Mitochondrial matrix Ca2+ as an intrinsic signal regulating mitochondrial motility in axons.
机构信息
Zilkha Neurogenetic Institute and Department of Cell and Neurobiology, University of Southern California, Los Angeles, CA 90033, USA.
出版信息
Proc Natl Acad Sci U S A. 2011 Sep 13;108(37):15456-61. doi: 10.1073/pnas.1106862108. Epub 2011 Aug 29.
Abstract
The proper distribution of mitochondria is particularly vital for neurons because of their polarized structure and high energy demand. Mitochondria in axons constantly move in response to physiological needs, but signals that regulate mitochondrial movement are not well understood. Aside from producing ATP, Ca(2+) buffering is another main function of mitochondria. Activities of many enzymes in mitochondria are also Ca(2+)-dependent, suggesting that intramitochondrial Ca(2+) concentration is important for mitochondrial functions. Here, we report that mitochondrial motility in axons is actively regulated by mitochondrial matrix Ca(2+).
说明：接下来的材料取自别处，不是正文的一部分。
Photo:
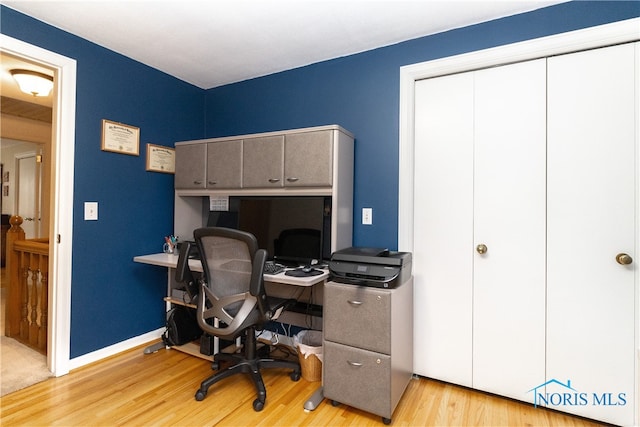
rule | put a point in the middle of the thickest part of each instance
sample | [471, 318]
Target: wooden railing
[27, 300]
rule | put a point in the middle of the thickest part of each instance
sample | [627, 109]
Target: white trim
[114, 349]
[618, 32]
[63, 138]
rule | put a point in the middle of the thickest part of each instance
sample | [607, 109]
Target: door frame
[589, 38]
[61, 229]
[18, 158]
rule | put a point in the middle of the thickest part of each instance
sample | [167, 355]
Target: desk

Ca(2+) entry through the mitochondrial Ca(2+) uniporter modulates mitochondrial transport, and mitochondrial Ca(2+) content correlates inversely with the speed of mitochondrial movement. Furthermore, the miro1 protein plays a role in Ca(2+) uptake into the mitochondria, which subsequently affects mitochondrial movement.
摘要
线粒体的适当分布对神经元尤为重要,因为它们具有极化结构和高能量需求。轴突中的线粒体不断根据生理需求移动,但调节线粒体运动的信号尚未得到很好的理解。除了产生 ATP 外,Ca(2+)缓冲也是线粒体的另一个主要功能。线粒体中许多酶的活性也依赖于 Ca(2+),这表明线粒体内 Ca(2+)浓度对线粒体功能很重要。在这里,我们报告说,轴突中的线粒体运动是由线粒体基质 Ca(2+)主动调节的。通过线粒体 Ca(2+)单向转运体进入 Ca(2+)调节线粒体运输,线粒体 Ca(2+)含量与线粒体运动速度呈反比。此外,miro1 蛋白在 Ca(2+)摄取到线粒体中发挥作用,进而影响线粒体运动。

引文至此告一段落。